Kansas Church to Fight Mo. Law in Court
Posted on: Saturday, 22 July 2006, 00:00 CDT
By GARANCE BURKE
KANSAS CITY, Mo. - A Kansas church group that protests at military funerals across the nation filed suit in federal court Friday, claiming a Missouri law banning such picketing infringed on religious freedom and free speech.
The American Civil Liberties Union filed the lawsuit in U.S. District Court in Jefferson City on behalf of the fundamentalist Westboro Baptist Church, which has outraged mourning communities by showing up at soldiers' funerals with anti-homosexual signs.
The church and the Rev. Fred Phelps claim God is allowing soldiers, coal miners and others to be killed because the United States tolerates homosexuals.
Missouri lawmakers were spurred to action after the church protested in St. Joseph last August, at the funeral of Army Spc.
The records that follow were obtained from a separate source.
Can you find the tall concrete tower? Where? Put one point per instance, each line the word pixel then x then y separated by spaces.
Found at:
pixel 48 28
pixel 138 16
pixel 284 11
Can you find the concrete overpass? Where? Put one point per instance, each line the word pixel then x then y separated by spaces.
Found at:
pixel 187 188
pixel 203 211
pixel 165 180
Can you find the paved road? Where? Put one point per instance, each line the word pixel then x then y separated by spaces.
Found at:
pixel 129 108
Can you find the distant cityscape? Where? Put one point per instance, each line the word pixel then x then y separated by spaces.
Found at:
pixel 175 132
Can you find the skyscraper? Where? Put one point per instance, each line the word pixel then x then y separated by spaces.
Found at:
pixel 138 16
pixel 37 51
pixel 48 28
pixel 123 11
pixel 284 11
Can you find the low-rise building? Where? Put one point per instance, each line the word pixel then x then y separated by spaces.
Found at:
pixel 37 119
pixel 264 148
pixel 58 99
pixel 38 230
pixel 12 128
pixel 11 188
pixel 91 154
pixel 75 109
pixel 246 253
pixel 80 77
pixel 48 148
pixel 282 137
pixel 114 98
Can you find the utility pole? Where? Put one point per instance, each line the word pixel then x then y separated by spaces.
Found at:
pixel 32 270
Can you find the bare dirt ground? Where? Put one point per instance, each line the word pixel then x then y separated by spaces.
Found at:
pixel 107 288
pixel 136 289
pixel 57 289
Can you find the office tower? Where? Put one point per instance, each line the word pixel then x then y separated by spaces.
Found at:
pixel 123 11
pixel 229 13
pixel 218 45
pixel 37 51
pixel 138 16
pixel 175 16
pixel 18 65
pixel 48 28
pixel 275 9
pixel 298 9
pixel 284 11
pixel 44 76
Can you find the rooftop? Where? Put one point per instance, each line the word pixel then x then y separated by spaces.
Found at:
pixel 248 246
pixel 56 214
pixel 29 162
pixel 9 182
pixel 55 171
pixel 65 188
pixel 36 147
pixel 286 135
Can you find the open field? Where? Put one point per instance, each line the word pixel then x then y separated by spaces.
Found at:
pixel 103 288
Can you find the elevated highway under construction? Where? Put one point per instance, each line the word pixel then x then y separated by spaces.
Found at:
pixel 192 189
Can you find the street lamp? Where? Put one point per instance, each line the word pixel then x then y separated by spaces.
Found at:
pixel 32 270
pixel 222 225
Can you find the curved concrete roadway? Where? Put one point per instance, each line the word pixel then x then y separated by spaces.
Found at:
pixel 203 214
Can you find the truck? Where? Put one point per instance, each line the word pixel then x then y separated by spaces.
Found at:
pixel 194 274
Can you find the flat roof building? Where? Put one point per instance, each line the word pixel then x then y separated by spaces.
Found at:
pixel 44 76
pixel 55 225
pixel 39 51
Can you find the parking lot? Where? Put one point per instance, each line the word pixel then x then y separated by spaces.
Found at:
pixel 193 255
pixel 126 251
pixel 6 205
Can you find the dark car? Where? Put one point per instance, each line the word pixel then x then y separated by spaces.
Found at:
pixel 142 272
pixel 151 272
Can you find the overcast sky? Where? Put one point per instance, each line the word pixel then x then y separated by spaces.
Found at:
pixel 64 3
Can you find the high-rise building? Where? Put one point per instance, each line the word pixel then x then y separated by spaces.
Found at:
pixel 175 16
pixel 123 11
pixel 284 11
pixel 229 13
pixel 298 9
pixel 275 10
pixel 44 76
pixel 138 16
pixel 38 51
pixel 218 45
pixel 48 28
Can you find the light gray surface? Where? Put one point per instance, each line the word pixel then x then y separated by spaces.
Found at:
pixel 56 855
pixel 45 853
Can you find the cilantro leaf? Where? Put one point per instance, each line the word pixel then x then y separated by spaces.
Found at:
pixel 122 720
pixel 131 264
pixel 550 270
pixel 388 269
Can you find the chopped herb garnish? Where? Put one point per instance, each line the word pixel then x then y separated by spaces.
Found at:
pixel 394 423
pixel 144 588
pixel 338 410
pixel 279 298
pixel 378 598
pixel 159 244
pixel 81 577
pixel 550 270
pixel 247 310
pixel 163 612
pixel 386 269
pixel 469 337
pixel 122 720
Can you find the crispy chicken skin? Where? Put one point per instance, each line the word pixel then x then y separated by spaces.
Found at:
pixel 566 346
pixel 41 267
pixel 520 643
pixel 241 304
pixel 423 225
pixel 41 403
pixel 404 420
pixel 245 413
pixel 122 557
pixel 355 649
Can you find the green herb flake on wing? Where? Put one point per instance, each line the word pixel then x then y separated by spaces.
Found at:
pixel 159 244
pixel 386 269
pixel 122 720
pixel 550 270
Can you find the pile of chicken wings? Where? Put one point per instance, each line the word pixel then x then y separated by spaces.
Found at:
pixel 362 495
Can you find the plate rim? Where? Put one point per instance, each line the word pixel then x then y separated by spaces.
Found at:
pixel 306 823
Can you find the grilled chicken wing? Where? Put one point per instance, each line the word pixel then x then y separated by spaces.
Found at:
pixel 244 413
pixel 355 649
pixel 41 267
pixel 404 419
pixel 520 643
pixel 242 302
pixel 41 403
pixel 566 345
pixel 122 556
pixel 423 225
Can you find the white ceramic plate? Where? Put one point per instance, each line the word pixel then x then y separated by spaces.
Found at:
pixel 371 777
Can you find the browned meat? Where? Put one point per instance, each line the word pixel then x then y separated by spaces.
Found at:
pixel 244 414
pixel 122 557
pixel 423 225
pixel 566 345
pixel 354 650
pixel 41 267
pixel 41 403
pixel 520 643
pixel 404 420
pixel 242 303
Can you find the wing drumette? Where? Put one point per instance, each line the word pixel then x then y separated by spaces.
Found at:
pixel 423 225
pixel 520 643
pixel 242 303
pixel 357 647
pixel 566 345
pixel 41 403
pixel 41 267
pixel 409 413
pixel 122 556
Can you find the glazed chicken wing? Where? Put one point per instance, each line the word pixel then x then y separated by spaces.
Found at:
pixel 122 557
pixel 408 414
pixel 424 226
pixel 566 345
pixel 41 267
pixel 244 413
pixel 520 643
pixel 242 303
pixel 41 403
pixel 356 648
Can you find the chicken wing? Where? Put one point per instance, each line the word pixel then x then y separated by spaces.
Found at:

Edward Myers.
The law bans picketing and protests "in front of or about" any location where a funeral is held, from an hour before it begins until an hour after it ends. It makes it a violation a misdemeanor, with fines and possible jail time that increase for repeat offenders.
A number of other state laws and a federal law, signed in May by President Bush, bar such protests within a certain distance from a cemetery or funeral.
In the lawsuit, the ACLU claims the wording of Missouri's ban seeks to limit the group's free speech based on the content of their message. They are asking the court to declare the ban unconstitutional and to issue an injunction to keep it from being enforced, which would allow the group to resume picketing.
"I told the nation as each state went after these laws that if the day came that they got in our way, that we would sue them," said Phelps' daughter Shirley Phelps-Roper, a spokeswoman for the Topeka, Kan.-based church. "At this hour, the wrath of God is pouring out on this country."
Scott Holste, a spokesman for Missouri Attorney General Jay Nixon, said, "We're not going to acquiesce to anything that they're asking for in this lawsuit."
The suit names Nixon, Gov. Matt Blunt and others as defendants.